Community members and representatives from other DeFi protocols are buzzing about the prospect of GHO.
Sam Kazemian, the founder of Frax, said he would like to support GHO’s liquidity at launch using Frax’s base pools on Curve.
“The idea is basically to pair stablecoins with a FRAX-USDC base pool and FRAX will incentivize the [pool] proportional to its size/demand,” Kazemian posted on Aave’s governance forum. He noted that the system would not require matching contributions from Aave, and also expressed interest in Frax becoming a facilitator in future.
Truco of Yeti Finance asked about becoming a facilitator to use GHO in trading delta neutral trading — strategies that are designed to hedge against directional movements in the price of underlying assets. Kulechov responded that “delta neutral strategies could be one option down the line.”

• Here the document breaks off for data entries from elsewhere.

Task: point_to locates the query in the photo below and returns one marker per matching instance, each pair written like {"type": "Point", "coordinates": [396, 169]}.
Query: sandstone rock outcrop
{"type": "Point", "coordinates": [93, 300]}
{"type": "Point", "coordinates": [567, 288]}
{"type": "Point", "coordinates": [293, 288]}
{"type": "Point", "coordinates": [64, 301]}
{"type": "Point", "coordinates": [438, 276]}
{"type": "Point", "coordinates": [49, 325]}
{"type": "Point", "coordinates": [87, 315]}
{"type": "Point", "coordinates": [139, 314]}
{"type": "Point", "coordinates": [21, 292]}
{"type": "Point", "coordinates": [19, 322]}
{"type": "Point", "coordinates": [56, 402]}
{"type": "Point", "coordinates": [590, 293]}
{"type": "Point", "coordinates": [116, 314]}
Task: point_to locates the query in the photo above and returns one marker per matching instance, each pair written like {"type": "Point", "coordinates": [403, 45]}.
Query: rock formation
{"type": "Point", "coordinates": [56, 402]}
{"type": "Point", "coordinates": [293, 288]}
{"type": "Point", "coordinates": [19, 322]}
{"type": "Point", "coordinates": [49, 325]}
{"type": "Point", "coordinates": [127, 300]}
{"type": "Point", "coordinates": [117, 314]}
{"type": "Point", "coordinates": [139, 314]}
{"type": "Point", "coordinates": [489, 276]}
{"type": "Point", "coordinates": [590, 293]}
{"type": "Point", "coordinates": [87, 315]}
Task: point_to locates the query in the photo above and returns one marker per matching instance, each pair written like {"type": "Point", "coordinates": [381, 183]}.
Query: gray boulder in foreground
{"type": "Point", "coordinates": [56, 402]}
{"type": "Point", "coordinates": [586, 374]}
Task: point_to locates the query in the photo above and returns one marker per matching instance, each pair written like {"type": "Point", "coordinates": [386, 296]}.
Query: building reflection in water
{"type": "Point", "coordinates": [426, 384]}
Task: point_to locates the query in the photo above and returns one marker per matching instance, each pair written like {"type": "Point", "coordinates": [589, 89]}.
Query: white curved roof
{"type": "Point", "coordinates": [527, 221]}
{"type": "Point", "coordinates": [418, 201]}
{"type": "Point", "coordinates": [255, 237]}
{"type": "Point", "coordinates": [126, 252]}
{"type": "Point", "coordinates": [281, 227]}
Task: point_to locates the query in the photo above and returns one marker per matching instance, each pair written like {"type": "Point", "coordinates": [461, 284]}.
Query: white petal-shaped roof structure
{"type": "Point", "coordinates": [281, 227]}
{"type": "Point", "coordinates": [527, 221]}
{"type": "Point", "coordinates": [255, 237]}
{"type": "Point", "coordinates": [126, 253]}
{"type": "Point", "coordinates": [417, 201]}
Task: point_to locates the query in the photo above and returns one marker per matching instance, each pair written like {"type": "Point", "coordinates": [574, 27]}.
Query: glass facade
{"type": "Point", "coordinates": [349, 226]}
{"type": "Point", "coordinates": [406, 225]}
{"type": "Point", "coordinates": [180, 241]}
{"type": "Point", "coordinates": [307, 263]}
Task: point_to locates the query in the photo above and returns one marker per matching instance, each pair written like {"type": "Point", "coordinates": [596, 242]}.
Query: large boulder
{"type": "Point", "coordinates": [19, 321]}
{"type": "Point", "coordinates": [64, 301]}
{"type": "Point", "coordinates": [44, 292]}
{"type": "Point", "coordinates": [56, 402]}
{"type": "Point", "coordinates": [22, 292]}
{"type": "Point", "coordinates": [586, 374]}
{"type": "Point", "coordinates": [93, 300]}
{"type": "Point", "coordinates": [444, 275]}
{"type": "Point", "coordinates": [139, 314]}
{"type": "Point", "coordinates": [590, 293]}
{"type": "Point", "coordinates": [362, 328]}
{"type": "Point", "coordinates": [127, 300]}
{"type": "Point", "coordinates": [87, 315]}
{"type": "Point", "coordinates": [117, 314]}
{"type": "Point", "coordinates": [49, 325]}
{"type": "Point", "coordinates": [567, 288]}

A representative of Paladin protocol inquired whether stkAAVE holders would need to deposit the tokens on Aave to receive a discount, or if the discounted rate would be available to stkAAVE holders.
“As a protocol controlling 50,000 + stkAAVE, we want our community to benefit as much as possible from these new opportunities,” they posted.
In the forum, Zeller also emphasized that Aave is seeking to “grow the decentralized stablecoin market” rather than compete with industry incumbents through the launch of GHO.
“The power of DeFi is that GHO allows more liquidity for decentralized stablecoin in the market, more fees for Aave, more volume and fees for Curve, more stability for other stablecoins, more attractiveness of DeFi in general compared to CeFi,” Zeller said. “With GHO, Aave wins, but also Curve, Balancer, Convex, MakerdDAO, QiDao, Frax, and so on. Synergies define our ecosystem.”